For context, "worse is better" refers to Gabriel's observation that products with simple implementations and complicated interfaces tend to achieve adoption faster than products with complex implementations and elegant interfaces.
One of the original motivating examples were Unix-like systems (simple implementation, few correctness guarantees in interfaces) vs. Lisp-based systems (often well specified interfaces, but with complicated implementations as the cost.)
This is amazing, almost amazing as the website of the man who wrote it: https://www.songworm.com/index.html - "I wrote the generator for these pages in Macintosh Common Lisp."
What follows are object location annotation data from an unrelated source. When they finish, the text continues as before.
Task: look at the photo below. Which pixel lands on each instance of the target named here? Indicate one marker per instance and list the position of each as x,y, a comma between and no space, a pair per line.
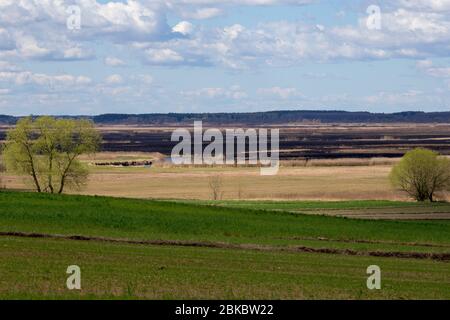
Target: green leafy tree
422,173
47,150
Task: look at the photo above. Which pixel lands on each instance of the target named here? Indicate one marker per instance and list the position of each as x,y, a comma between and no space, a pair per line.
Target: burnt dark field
326,141
306,141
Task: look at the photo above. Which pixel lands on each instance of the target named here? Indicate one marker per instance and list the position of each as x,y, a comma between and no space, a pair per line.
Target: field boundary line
220,245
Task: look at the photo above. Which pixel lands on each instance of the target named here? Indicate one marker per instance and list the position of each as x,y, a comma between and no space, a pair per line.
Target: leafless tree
216,185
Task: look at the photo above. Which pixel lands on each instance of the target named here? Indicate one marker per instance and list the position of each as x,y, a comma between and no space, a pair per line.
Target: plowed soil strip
221,245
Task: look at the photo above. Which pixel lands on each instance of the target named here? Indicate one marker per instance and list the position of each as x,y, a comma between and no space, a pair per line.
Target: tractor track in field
220,245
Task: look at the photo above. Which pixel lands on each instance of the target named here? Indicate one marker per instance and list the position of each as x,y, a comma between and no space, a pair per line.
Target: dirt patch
220,245
413,244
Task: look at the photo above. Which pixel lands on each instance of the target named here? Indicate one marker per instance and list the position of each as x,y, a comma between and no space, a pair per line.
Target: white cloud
184,28
283,93
163,56
234,92
114,79
114,62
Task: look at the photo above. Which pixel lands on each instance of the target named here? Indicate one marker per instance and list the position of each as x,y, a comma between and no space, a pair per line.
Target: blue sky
223,56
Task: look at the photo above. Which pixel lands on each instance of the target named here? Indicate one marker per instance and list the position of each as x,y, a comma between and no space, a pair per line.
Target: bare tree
421,174
215,185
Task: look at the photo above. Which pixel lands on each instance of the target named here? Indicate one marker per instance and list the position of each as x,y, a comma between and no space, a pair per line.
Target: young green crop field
140,249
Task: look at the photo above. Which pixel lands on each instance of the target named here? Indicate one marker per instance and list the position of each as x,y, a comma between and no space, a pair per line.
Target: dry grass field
326,181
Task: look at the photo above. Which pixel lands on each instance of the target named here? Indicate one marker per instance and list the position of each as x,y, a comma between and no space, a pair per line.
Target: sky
156,56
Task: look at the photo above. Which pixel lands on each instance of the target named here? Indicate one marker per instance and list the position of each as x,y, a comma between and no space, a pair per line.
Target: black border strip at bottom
223,309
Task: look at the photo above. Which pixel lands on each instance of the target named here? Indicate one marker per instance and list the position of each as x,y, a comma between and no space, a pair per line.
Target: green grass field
226,252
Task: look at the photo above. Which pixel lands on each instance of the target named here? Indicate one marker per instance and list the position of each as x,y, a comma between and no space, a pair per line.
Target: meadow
130,248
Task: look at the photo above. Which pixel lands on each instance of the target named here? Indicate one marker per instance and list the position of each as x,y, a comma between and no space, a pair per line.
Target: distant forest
260,118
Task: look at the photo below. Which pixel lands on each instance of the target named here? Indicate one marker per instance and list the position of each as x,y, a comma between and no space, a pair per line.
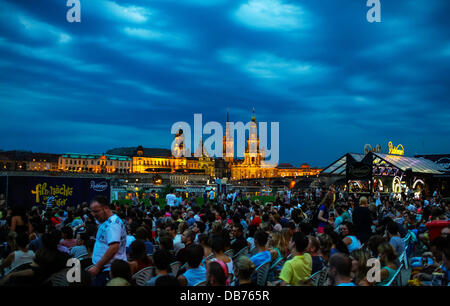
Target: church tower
252,151
228,142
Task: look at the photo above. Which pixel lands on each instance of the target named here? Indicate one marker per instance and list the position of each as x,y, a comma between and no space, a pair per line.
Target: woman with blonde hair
388,257
279,242
359,267
244,270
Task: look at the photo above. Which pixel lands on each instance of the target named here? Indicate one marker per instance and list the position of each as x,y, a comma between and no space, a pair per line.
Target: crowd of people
229,238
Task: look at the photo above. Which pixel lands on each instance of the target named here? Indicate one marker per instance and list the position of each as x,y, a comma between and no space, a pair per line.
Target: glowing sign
397,185
368,148
398,150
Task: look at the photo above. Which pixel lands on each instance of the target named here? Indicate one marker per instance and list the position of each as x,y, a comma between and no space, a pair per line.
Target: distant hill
148,152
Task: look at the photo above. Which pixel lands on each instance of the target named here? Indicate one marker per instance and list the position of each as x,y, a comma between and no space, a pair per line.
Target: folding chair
58,279
142,276
396,280
229,253
262,274
175,267
243,251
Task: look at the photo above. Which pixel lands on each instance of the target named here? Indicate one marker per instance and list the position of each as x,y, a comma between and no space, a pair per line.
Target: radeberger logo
99,187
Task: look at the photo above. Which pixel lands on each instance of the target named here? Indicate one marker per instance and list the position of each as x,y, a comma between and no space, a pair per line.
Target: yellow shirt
297,269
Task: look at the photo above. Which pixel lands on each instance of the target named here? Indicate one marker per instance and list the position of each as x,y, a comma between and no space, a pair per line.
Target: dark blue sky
131,69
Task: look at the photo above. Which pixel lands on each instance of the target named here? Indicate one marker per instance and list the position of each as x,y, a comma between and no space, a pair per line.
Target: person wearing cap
244,270
217,273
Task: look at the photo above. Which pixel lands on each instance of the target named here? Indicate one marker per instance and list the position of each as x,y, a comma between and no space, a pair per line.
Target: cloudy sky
131,69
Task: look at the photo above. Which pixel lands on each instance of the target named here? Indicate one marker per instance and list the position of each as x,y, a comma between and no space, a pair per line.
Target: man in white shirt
110,243
171,199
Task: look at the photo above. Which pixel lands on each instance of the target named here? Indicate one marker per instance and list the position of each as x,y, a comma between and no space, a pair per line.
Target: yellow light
397,150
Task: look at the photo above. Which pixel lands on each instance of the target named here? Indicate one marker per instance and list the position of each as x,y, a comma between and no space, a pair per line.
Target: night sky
131,69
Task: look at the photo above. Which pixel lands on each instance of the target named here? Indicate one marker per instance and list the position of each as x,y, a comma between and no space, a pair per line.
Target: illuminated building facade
94,163
28,161
145,163
253,166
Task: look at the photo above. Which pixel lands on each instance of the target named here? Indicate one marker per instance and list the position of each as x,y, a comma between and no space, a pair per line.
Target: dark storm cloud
131,69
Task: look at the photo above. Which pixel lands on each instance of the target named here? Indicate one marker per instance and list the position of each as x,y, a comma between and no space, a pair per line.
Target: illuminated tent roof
417,165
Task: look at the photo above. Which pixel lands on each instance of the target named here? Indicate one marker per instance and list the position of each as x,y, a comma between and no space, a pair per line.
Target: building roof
96,156
285,166
29,156
147,152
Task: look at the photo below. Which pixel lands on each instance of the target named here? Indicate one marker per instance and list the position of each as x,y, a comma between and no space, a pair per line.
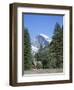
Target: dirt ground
39,71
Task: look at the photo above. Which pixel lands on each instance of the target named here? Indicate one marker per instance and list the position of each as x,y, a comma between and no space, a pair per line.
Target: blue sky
41,24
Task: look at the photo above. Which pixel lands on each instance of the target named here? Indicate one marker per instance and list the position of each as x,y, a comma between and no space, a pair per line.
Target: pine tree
56,47
27,51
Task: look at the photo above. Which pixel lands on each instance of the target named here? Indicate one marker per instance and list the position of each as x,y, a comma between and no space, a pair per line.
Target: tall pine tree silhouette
27,51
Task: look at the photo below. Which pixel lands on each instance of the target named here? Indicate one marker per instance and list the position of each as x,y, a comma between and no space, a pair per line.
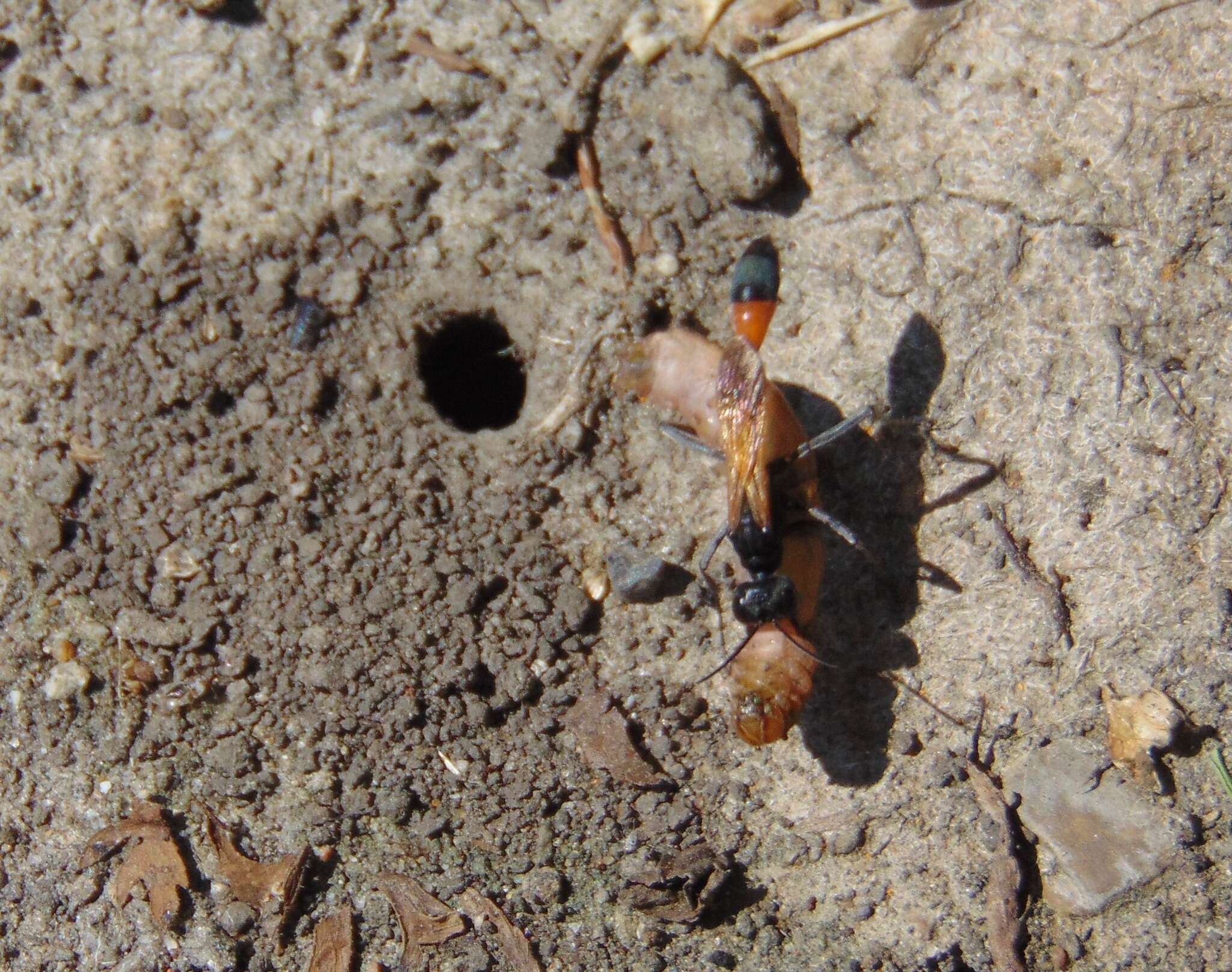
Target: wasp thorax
766,599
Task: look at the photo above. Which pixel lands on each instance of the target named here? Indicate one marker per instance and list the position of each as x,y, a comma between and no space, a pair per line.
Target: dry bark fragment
424,919
155,861
513,943
680,888
603,738
1005,888
271,887
1138,728
333,944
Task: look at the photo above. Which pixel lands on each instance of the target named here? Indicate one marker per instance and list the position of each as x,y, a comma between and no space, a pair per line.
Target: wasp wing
741,397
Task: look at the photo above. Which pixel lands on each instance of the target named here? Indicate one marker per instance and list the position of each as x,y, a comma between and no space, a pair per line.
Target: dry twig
419,43
155,863
821,34
1005,888
568,109
610,233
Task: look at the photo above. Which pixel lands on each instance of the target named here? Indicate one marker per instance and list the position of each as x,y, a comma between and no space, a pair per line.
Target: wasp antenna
756,290
728,659
830,435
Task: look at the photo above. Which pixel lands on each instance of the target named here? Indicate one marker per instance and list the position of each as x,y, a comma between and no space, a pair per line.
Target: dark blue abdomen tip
757,272
311,318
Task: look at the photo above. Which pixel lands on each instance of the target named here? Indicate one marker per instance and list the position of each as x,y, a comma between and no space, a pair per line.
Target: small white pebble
67,679
596,583
175,561
667,264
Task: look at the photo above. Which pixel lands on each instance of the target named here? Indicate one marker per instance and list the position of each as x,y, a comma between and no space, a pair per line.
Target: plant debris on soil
423,918
312,458
150,859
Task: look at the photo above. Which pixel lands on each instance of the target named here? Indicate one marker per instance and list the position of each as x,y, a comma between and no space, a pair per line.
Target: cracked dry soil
283,585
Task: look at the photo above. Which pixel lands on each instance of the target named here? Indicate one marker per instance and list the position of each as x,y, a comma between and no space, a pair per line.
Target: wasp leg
727,660
818,514
830,435
713,588
686,439
710,551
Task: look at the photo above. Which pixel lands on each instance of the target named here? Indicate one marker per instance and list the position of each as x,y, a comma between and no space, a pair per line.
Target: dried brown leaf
155,861
1138,728
276,884
333,944
603,739
423,918
513,943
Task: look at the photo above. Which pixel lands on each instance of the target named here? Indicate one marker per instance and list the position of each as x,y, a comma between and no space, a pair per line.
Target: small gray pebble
236,918
906,743
847,840
637,577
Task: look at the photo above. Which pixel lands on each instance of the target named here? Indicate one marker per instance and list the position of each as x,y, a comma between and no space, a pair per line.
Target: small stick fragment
513,943
419,43
568,110
1051,591
821,34
711,10
333,943
1005,888
610,233
423,918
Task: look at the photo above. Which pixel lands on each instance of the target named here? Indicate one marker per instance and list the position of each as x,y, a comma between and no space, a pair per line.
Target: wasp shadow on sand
875,486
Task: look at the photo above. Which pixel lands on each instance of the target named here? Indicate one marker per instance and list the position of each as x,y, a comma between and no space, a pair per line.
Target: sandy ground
277,584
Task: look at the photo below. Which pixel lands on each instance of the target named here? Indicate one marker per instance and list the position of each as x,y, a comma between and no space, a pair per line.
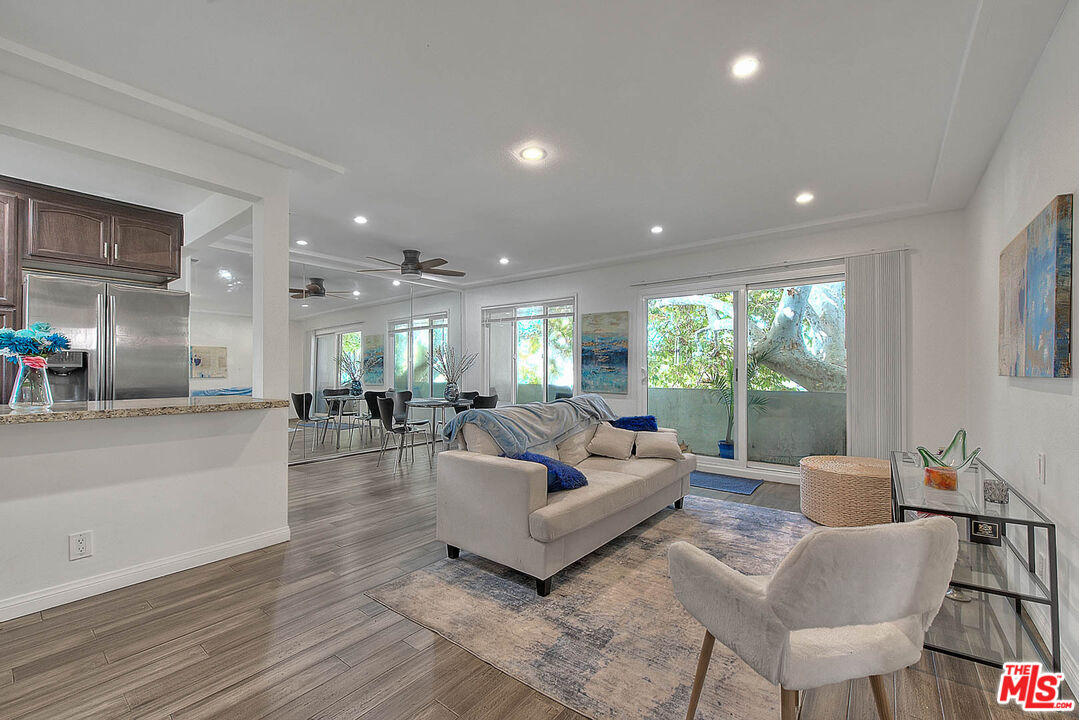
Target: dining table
436,405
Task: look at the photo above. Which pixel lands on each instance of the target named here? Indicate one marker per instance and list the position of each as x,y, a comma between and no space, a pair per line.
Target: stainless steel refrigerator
127,341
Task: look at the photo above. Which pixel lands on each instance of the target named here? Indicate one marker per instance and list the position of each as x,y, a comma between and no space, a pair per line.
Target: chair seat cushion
822,655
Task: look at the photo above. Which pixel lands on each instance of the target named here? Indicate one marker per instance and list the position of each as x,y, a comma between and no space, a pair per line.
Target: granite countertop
145,408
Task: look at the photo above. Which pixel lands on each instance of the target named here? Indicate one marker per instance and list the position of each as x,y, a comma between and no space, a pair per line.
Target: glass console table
1006,568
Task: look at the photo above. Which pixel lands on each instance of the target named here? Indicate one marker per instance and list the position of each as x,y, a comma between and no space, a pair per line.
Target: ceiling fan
412,266
315,288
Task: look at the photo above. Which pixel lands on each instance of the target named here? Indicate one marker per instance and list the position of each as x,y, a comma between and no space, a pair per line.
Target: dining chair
401,431
485,402
461,407
845,603
302,403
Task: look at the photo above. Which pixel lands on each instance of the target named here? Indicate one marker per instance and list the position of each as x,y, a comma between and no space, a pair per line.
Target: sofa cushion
560,476
658,445
638,423
479,440
612,443
574,449
605,494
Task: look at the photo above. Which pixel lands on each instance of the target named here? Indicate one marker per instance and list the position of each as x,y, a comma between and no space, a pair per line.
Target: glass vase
31,392
452,393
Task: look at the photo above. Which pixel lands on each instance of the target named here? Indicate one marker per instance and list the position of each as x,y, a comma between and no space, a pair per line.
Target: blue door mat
742,486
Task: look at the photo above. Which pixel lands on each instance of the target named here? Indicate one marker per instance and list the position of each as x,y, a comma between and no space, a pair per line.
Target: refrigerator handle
110,343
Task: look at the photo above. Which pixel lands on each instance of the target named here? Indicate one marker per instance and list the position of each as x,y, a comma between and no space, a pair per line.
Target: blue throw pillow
560,476
639,423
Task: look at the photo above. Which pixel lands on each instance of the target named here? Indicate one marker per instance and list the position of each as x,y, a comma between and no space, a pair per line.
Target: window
413,342
330,349
530,351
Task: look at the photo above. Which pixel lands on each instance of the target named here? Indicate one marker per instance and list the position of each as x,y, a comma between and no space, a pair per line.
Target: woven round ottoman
841,491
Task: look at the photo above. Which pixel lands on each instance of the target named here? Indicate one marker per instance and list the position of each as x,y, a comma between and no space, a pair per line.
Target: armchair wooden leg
698,680
789,702
881,696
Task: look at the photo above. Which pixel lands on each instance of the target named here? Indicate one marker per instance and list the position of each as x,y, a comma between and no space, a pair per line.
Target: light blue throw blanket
516,429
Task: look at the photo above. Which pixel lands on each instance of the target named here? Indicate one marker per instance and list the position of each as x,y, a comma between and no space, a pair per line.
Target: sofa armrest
485,501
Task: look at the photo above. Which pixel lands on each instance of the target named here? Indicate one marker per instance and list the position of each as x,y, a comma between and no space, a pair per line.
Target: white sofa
500,508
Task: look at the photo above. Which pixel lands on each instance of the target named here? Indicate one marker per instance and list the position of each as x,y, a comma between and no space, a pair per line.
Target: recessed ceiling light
745,66
533,153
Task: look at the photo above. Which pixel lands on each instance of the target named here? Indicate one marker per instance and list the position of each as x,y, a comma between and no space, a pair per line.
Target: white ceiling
878,108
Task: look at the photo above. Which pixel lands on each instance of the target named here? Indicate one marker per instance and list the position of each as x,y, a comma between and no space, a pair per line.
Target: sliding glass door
751,375
691,369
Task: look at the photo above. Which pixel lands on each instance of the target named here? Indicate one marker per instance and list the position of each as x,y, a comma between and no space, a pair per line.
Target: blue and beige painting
604,352
1035,318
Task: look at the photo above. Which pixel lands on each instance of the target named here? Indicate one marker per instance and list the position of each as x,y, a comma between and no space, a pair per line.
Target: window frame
487,321
409,326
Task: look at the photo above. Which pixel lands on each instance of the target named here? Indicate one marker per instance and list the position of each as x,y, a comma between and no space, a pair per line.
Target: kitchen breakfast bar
159,485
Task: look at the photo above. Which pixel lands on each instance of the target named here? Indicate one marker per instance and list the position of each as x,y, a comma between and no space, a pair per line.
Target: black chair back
400,405
372,402
485,402
301,403
386,411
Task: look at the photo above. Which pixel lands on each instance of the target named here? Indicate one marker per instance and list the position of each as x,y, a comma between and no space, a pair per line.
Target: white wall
227,330
1014,418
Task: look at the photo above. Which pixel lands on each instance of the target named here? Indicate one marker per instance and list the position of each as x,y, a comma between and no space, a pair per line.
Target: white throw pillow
479,440
574,449
612,442
658,445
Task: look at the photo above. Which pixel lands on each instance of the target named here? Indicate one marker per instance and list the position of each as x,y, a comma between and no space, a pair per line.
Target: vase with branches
721,381
452,366
354,367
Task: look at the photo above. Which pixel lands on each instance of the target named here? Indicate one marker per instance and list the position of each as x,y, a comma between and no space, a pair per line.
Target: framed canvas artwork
1035,315
604,352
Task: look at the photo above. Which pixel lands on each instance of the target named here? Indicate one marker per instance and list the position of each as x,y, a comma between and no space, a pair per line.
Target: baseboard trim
57,595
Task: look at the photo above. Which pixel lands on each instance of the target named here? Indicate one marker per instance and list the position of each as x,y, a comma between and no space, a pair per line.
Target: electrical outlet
80,545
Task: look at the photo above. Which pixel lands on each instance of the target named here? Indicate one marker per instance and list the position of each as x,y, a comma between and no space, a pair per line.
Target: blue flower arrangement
38,340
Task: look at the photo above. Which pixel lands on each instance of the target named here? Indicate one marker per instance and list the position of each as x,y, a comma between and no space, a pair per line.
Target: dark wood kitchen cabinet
70,231
9,249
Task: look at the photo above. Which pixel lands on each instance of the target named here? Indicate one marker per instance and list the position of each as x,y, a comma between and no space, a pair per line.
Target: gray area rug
611,640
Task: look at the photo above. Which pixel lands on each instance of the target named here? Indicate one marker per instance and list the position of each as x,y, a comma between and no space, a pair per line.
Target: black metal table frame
899,511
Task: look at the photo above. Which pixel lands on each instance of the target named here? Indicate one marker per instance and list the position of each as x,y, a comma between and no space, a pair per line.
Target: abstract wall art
604,352
1035,320
373,361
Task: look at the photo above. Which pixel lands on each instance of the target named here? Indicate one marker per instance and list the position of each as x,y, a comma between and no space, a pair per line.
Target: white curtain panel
876,357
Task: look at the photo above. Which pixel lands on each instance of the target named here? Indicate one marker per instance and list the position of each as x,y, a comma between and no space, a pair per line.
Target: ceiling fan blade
396,265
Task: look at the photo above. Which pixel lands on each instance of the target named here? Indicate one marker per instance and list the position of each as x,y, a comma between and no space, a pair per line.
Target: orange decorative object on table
942,478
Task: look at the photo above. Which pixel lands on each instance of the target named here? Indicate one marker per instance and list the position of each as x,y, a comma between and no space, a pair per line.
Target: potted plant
354,369
452,367
30,349
721,379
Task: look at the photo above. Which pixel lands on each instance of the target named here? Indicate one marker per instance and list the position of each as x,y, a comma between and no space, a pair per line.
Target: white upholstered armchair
847,602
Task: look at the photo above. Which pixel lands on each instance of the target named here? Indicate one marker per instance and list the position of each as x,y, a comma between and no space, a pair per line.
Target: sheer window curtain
876,353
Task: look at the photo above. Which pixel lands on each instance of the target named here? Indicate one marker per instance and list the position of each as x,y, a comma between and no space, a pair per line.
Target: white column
270,289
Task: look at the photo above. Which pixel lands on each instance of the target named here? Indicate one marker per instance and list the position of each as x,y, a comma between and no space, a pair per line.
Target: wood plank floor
287,633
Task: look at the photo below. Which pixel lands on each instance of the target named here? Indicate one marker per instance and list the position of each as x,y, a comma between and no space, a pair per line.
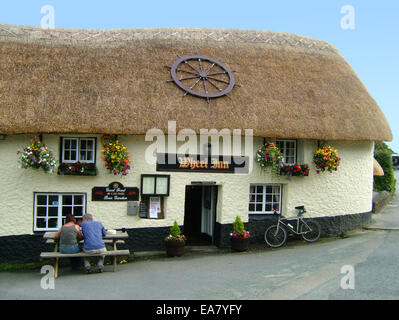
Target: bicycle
276,235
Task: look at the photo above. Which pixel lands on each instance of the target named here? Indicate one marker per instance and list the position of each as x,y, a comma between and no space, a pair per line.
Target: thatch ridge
114,81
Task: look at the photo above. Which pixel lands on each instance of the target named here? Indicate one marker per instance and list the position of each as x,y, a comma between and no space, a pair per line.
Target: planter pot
174,248
239,244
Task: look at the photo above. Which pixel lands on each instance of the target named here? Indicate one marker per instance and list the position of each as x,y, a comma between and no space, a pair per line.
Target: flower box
77,169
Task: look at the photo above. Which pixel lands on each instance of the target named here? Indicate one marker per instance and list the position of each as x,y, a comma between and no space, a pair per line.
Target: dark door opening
200,214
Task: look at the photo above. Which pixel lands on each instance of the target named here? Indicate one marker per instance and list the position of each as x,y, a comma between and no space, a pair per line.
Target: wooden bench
106,241
58,255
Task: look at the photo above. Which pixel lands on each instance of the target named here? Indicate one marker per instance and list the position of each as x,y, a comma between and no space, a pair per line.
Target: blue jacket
93,231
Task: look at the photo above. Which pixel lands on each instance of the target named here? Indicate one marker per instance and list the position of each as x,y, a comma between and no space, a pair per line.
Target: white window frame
264,198
78,150
284,149
58,205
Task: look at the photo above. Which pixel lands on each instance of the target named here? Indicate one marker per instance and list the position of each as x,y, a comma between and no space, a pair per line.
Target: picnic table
110,238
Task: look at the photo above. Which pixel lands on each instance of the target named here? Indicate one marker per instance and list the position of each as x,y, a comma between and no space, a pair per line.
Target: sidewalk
388,217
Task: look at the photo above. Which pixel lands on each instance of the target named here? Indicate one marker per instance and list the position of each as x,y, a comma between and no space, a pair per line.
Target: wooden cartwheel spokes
202,76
> One day in Spring 1989, I was sitting out on the Lucid porch with some of the hackers, and someone asked me why I thought people believed C and Unix were better than Lisp. I jokingly answered, "because, well, worse is better." We laughed over it for a while as I tried to make up an argument for why something clearly lousy could be good.
> JWZ excerpted the worse-is-better sections [from Lisp: Good News, Bad News, How to Win Big] and sent them to his friends at CMU, who sent them to their friends at Bell Labs, who sent them to their friends everywhere.
One of the original motivating examples were Unix-like systems (simple implementation, few correctness guarantees in interfaces) vs. Lisp-based systems (often well specified interfaces, but with complicated implementations as the cost.)